Of particular importance are works on Strength of materials and structural stability, on the one hand, and on hydraulics, on the other.

He was made an Officer of the Legion of Honour in July 1880.

He was Inspector General of Ponts et Chaussées. In this capacity, he chaired the jury that authorized Gustave Eiffel to build the Garabit viaduct. He considered that Gustave Eiffel should take all the financial risks.

On 8 May 1883, he went to bed suffering from Erysipelas (an inflammatory skin infection). He died on 22 May 1883, aged 60.

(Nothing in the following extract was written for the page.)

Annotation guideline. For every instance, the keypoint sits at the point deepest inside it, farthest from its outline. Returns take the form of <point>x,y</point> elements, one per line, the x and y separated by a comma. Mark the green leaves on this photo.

Numerous scholarly speeches were made at his tomb, including those by M. Tarbé de Saint-Hardouin, Director of the École des ponts et chaussées, M. Mercadier, Director of the École polytechnique, and M. Phillips, member of the Institut. They all emphasized the man's moral qualities, which matched his value as a scientist. All those who came into contact with him knew of his simplicity, his uprightness and his scrupulous conscientiousness in the performance of his duties.

==Publications==
- Bresse, Jacques Antoine Charles, Water-wheels; Or, Hydraulic Motors, John Wiley & Sons, New York 1869.